Leeds Building Society has become the latest lender to raise the age at which mortgage borrowers can finish paying off their mortgage, providing a boost to buyers who are increasingly getting on to the ladder later in life.
The limit has been raised to 80 instead of 75, the lender has announced.
Richard Fearon, chief commercial officer for Leeds Building Society, said: “Life expectancy is increasing and our change to the maximum age on mortgage applications acknowledges this fact.
“The age of retirement also is less rigid than it was and many people reaching this point in their life may continue to work full or part time and are stepping back from their careers in a more gradual way.”
Mortgage lenders have traditionally been nervous about providing home loans that will overlap into retirement. But that has made life more difficult for buyers as they get on the ladder later.
The average age of a first-time buyer is 30 in the UK and 32 in London, according to Halifax, so many could face being turned away if a lender doesn’t trust that they can pay the mortgage into their sixties or seventies.
That has become an old fashioned approach in recent times as many people work longer, there is no longer a default retirement age, and in some cases many have a pension that pays a reliable income.

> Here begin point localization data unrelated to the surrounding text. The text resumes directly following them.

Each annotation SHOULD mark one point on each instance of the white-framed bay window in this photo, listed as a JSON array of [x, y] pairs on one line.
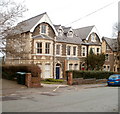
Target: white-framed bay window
[[58, 49], [83, 51]]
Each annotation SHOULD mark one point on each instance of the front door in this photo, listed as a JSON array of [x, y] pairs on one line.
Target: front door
[[57, 72]]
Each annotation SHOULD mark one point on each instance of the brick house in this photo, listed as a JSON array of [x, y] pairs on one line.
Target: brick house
[[110, 49], [54, 48]]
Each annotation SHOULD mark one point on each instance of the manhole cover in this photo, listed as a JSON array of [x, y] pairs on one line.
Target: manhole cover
[[48, 94], [8, 98]]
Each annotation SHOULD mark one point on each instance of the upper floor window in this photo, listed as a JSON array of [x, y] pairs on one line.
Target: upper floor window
[[98, 50], [93, 49], [107, 57], [47, 48], [93, 37], [43, 28], [57, 49], [60, 32], [107, 47], [68, 50], [74, 51], [70, 34], [83, 51], [39, 47], [70, 66]]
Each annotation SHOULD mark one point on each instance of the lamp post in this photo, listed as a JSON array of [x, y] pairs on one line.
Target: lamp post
[[87, 47]]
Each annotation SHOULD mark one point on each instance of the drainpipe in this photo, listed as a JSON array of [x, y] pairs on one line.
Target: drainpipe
[[54, 42]]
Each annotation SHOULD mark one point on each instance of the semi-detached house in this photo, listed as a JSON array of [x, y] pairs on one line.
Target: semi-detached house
[[55, 48]]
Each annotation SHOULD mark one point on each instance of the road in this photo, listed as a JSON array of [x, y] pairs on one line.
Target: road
[[68, 99]]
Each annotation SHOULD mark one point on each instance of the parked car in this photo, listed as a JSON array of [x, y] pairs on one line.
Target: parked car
[[114, 80]]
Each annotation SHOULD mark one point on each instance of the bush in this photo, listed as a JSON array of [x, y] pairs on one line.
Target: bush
[[54, 80], [90, 74], [9, 71]]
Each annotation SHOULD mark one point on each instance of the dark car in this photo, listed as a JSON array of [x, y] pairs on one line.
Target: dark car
[[114, 80]]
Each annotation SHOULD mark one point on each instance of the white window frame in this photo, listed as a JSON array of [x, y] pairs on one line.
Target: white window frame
[[47, 47], [39, 48], [59, 49], [107, 58], [83, 51], [69, 53], [75, 50], [70, 34], [43, 29]]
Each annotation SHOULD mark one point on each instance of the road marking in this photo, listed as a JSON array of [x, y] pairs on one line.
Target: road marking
[[56, 88]]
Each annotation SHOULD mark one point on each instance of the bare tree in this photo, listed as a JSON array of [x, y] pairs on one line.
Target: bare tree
[[9, 14]]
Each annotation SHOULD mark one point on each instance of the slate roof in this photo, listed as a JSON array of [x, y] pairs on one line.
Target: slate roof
[[73, 40], [42, 36], [28, 24], [83, 32], [113, 43], [65, 39]]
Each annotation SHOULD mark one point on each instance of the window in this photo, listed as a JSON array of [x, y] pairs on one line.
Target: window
[[93, 49], [60, 32], [39, 47], [104, 68], [74, 50], [107, 57], [108, 68], [70, 66], [70, 34], [76, 67], [107, 47], [83, 51], [98, 50], [68, 50], [47, 48], [43, 29], [57, 49], [93, 38]]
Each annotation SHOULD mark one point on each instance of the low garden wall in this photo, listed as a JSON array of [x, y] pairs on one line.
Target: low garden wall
[[77, 81], [87, 77]]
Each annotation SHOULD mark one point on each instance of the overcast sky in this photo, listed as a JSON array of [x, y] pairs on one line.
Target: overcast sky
[[66, 11]]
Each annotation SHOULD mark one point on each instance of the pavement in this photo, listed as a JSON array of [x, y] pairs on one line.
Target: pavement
[[12, 88]]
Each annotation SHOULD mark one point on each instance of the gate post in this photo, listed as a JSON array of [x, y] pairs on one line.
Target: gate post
[[70, 78], [28, 79]]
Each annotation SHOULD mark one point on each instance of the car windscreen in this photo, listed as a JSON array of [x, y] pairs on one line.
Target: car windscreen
[[113, 77]]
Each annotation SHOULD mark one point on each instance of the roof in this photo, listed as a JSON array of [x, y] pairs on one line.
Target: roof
[[27, 25], [73, 40], [113, 43], [42, 36], [83, 32]]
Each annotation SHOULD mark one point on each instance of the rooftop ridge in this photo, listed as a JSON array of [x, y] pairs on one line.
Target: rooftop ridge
[[32, 18]]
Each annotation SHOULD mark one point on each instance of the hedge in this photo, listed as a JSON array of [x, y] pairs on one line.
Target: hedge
[[9, 71], [90, 74]]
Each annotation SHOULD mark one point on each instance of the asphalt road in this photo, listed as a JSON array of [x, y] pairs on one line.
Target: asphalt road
[[100, 99]]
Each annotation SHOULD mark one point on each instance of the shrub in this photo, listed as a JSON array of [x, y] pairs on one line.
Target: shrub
[[54, 80], [90, 74]]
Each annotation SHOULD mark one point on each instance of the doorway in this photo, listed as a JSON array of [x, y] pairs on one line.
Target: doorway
[[57, 71]]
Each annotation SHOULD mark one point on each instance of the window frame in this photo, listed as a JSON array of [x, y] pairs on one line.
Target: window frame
[[58, 49], [68, 50], [47, 47], [43, 29], [39, 47]]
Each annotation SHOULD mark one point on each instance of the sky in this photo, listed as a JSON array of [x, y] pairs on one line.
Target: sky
[[65, 12]]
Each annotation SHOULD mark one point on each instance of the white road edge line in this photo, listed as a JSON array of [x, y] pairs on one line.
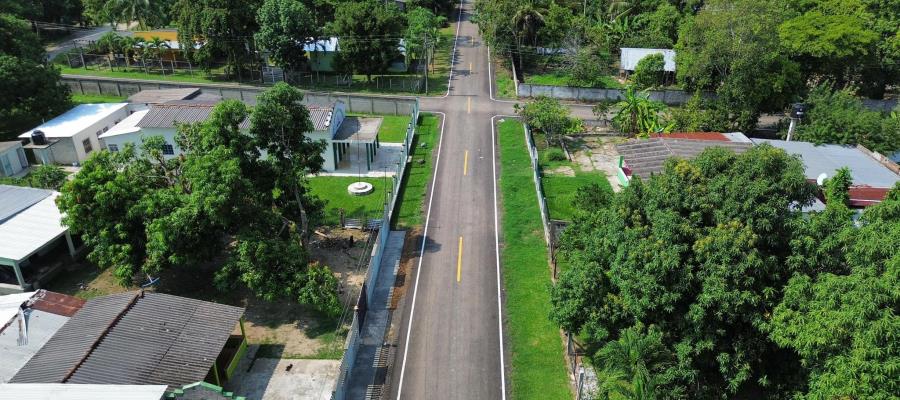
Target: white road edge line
[[412, 308], [453, 54], [497, 252]]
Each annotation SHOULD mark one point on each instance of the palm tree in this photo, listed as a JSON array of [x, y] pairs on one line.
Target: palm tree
[[639, 115]]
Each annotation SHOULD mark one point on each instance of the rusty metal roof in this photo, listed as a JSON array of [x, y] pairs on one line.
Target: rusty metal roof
[[132, 339]]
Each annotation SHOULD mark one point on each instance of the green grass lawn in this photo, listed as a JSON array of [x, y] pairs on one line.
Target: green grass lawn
[[333, 190], [560, 191], [538, 366], [557, 78], [96, 98], [418, 173]]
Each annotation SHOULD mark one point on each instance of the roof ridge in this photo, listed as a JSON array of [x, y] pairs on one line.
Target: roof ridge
[[113, 323]]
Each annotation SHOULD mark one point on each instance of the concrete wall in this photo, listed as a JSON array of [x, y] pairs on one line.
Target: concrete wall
[[361, 104]]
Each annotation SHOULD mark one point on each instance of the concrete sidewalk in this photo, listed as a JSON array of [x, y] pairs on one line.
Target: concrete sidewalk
[[370, 361]]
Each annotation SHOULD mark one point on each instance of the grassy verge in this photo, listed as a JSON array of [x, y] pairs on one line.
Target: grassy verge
[[418, 173], [538, 367], [333, 190], [506, 88], [96, 98], [557, 78]]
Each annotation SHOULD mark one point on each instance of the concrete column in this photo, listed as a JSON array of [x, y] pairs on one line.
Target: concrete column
[[19, 276], [70, 244]]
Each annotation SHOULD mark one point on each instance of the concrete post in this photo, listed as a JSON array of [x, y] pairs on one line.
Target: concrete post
[[19, 276]]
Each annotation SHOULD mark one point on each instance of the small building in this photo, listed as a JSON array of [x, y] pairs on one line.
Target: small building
[[629, 58], [69, 138], [162, 120], [142, 338], [645, 157], [12, 158], [873, 174], [27, 321], [32, 238]]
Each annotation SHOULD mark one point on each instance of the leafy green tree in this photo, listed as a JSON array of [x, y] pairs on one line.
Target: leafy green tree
[[422, 32], [732, 48], [638, 115], [649, 71], [225, 27], [839, 117], [140, 213], [284, 27], [550, 117], [369, 32], [844, 324], [698, 252]]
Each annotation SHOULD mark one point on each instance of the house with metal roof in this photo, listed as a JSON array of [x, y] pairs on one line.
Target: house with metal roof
[[31, 238], [69, 138], [141, 338], [12, 158], [163, 119], [645, 157], [27, 321], [873, 174]]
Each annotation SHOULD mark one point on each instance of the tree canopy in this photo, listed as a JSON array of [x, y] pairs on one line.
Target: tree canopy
[[220, 202], [719, 284]]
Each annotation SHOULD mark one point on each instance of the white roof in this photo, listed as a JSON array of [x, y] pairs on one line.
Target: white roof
[[31, 229], [76, 120], [68, 391], [631, 56], [127, 125]]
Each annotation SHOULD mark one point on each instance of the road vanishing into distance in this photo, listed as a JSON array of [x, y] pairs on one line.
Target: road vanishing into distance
[[451, 338]]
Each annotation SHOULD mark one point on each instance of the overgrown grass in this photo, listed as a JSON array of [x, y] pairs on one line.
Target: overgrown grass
[[418, 173], [538, 366], [559, 78], [560, 191], [506, 88], [333, 190], [96, 98]]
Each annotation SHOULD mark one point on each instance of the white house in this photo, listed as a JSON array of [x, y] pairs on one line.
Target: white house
[[629, 58], [162, 119], [72, 136], [12, 158]]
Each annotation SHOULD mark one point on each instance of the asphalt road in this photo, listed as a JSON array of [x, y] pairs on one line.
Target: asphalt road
[[451, 331]]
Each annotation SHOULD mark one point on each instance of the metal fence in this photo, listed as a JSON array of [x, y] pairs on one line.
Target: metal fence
[[352, 342]]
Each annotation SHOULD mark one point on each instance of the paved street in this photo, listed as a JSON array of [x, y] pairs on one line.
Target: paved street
[[451, 338]]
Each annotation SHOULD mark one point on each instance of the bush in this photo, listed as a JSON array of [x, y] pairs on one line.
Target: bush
[[649, 71], [555, 154]]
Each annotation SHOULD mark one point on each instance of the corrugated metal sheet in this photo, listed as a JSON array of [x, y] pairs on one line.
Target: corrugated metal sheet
[[648, 156], [159, 339], [14, 199], [73, 342]]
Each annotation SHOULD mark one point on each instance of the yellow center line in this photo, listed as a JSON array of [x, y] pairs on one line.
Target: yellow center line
[[459, 262], [466, 164]]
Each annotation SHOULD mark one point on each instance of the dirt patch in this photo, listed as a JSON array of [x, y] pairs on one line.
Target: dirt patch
[[293, 330], [563, 170]]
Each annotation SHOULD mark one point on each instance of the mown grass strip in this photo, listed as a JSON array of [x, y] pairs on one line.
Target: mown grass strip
[[538, 366], [418, 173]]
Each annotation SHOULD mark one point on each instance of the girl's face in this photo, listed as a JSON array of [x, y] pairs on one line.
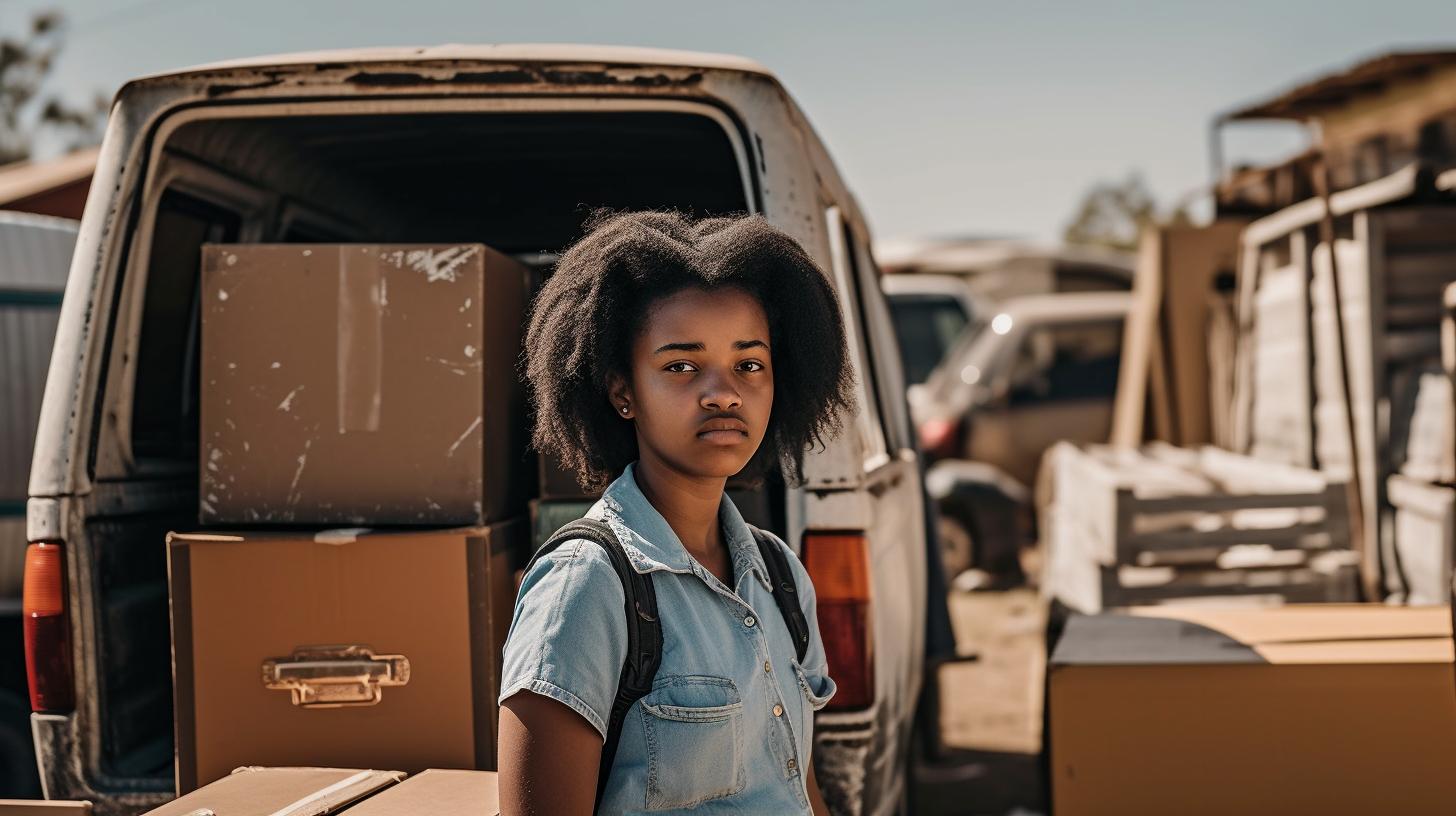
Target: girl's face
[[702, 382]]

Trade body the Building Societies Association recognised this at the end of last year and announced a review into retirement ages among members.
The move by Leeds follows Nationwide building society increasing its upper limit to 85 in July for existing customers with retirement income.
Halifax and Scottish Widows have put up their thresholds to 80 in recent months.
Of the other big lenders, RBS, Natwest and Barclays will lend up to age 70 and Santander and HSBC will go to 75.